|Posted by SquareKiteGaming on August 15, 2011 at 3:55 PM|
Recent past has dictated a trend of people going on about how videogames should be considered art. They will defend this stance like a mother in front of her bear cubs. They will waste no time sending their regards about Fox News' latest bashing of a game. They will send these regards in the form of passionate hatred fueled by the internet. "VID30GARMES MU5T B3 T4K3N SRSLY AS AN AWT F0RM!!!!!1" But should they?
Our buddy New Oxford Dictionary descirbes this:
"Game: a form of play or sport, esp. a competitive one played according to rules and decided by skill, strength, or luck."
"Art: the expression or application of human creative skill and imagination, typically in a visual form such as painting or sculpture, producing works to be appreciated primarily for their beauty or emotional power."
While it might not be taking everything into consideration, how often do you see soccer or Hungry Hungry Hippos expressing beauty or deeming themsleves worthy of an emotional response? Sure, plenty of riots get started because of soccer, but that's not soccer itself.
Now how often do you see "Heavy Rain" played competitively?

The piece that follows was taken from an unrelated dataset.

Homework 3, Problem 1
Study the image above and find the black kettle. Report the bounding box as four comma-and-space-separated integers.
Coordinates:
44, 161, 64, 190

Is "Metal Gear Solid 4" infamous for the amount of playing you do in the game, or is it the amount of watching you do in the game? "Deadly Premonition" is awful as far as gameplay is concerned, and while it's amazing for all the same reasons a classic movie is, it wouldn't work without that interactivity.
Watch a review in a laid out format (IGN comes to mind) and look at how much most reviews describe the gameplay. It's not very much when half of the word "videogame" is "game." The term was awfully applicable when story was nothing more than an excuse for gameplay in the days of early Mario, but with many games today, it's comes to the point where gameplay is often an excuse for story. Much of the substance in Roger Ebert's argument behind, "videogames can never be art" is that videogames call themselves games, something which art isn't. Well I'm starting to think videogames aren't art.
But videogames also aren't videogames. Well at least the "Heavy Rain(s)" aren't videogames, even though they're called videogames. But what about the "video" in videogames. Take a look at many of Japan's text-based stories, or the disk operating system games of the 1970's (those who don't know what those are, think "Zork" from "Black Ops"). They don't seem to have very much video, nor do they have very much game. Yet they're considered videogames.
The names of many art forms have changed. The term "motion picture" isn't passed around too often these days, nor does it really even apply to movies. It doesn't take Sir Winston Pretetnious, or a cosplay fetish, hair-dying Otaku to call a comic book a graphic novel/manga. Yet videogame, when the word is taken at base value, describes very few of those released today. "Narrative" is a word rising in popularity with those who think about games, but "interactive narrative" doesn't expediently roll off the tounge. And doesn't it sound a bit elegant for a term that's going to apply to "Pong?" Well even though that term might not work, perhaps the alternative is to string together a bunch of Latin roots to create a word that applies to everything from "Donkey Kong" to "Call of Duty" to "Deadly Premonition," hope the word catches on, and take it with us in a march up to Meriam Webster's front door!